İlk kez 1950‘lerde Türkiye Öğretmen Dernekleri Milli Federasyonu (TÖDMF) ve Köy Öğretmen Dernekleri ile ulusal ölçekte yaygın bir örgütlenme yaratan eğitim emekçileri, 1965‘te Türkiye Öğretmenler Sendikası‘nı (TÖS) ve Türkiye İlkokul Öğretmenleri Sendikası‘nı (T.İLKSEN) kurarak sendikal form içinde örgütlenmişlerdir. Kendi sınıf kimliklerine ilişkin algılarında köklü bir dönüşüm yaşayan eğitim emekçileri, 1960‘ların sonlarında yükselişe geçen sınıf hareketinin de etkili bir bileşeni durumuna gelmiştir. TÖS‘ün gerçekleştirdiği Devrimci Eğitim Şûrası ile TÖS ile T.İLKSEN‘in Aralık 1969‘da gerçekleştirdiği Genel Öğretmen Boykotu, 12 Mart darbesine giden yolda önemli kilometre taşları olmuştur.
12 Mart 1971 tarihli askeri darbe sonrasında sendikal örgütlenme özgürlüğünden yoksun bırakılan eğitim emekçileri, aynı yıl kurdukları Tüm Öğretmenler Birleşme ve Dayanışma Derneği (TÖB-DER) ile bütün 70‘ler boyunca hem sınıf hareketinde, hem de anti-faşist mücadelede ön saflarda yerlerini almışlardır.

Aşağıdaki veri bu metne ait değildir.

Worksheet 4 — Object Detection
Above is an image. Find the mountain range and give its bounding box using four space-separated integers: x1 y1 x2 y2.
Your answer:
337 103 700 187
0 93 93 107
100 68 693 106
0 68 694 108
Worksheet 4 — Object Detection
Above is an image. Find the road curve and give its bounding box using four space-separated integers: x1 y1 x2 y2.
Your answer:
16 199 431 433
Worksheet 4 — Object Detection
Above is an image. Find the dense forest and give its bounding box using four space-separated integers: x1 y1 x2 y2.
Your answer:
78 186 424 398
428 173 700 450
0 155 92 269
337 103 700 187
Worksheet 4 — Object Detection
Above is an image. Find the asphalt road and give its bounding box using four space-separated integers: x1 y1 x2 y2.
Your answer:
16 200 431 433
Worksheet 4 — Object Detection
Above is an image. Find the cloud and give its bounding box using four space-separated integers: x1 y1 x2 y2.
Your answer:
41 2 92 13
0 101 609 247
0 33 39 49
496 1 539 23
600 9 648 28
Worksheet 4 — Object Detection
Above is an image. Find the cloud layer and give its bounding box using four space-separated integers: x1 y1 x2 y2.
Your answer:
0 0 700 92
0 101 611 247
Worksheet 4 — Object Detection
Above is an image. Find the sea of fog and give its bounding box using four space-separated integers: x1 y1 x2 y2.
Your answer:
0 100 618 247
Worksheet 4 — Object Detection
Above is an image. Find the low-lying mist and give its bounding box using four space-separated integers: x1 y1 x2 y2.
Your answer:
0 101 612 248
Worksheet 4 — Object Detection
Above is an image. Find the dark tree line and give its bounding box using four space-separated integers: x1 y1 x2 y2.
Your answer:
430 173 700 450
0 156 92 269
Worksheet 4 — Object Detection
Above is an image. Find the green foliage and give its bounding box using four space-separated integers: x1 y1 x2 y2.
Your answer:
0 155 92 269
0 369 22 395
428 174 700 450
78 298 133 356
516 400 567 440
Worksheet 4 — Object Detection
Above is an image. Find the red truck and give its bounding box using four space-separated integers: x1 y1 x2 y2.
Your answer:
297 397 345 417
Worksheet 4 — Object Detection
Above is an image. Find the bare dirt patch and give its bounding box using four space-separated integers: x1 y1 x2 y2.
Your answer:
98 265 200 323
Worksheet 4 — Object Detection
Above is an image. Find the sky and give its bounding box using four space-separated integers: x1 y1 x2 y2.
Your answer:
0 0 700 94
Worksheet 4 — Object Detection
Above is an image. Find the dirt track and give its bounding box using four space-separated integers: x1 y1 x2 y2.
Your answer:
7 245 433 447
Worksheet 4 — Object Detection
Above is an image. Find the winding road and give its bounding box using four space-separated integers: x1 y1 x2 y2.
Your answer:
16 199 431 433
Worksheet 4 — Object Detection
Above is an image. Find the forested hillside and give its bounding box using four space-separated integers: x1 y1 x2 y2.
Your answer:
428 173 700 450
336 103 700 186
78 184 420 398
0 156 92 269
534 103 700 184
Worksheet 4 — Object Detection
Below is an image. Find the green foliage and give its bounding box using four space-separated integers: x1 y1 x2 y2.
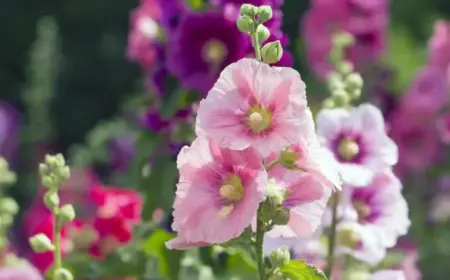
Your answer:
280 260 327 280
142 229 183 280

12 Eylül 1980 askeri darbesinin TÖB-DER‘i kapatarak yöneticilerini ve pek çok üyesini tutuklamasının yanı sıra öğretmenlere dernek kurma yasağı getirilmiş, böylece eğitim emekçileri örgütsüz bırakılmaya çalışılmıştır. Bu çağdışı yasağa karşı 1986 yılından başlayarak "abece Dergisi" etrafında ve 1988‘den itibaren "Eğitimciler Derneği" (EĞİT-DER) tarafından sürdürülen çalışmalar sonucunda eğitim emekçileri 28 Mayıs 1990‘da Eğitim İşkolu Kamu Görevlileri Sendikası‘nı (EĞİTİM-İŞ) ve 13 Kasım 1990‘da ise Eğitim ve Bilim Emekçileri Sendikası‘nı (EĞİT-SEN) kurmuşlardır. Eğitim emekçilerinin meşru haklarını kullanarak örgütledikleri ve diğer kamu emekçilerine de umut veren, yol gösteren sendikaları çeşitli yasal ve fiili engellemelere, baskılara karşın hızla kitleselleşmiş ve on binlerce eğitim emekçisiyle buluşmuştur. EĞİTİM-İŞ ile EĞİT-SEN‘in 23 Ocak 1995‘te birleşerek oluşturdukları sendikamız EĞİTİM SEN, işte bu yüz yıllık eğitim emekçileri hareketinin günümüzdeki temsilcisi ve sürdürücüsüdür.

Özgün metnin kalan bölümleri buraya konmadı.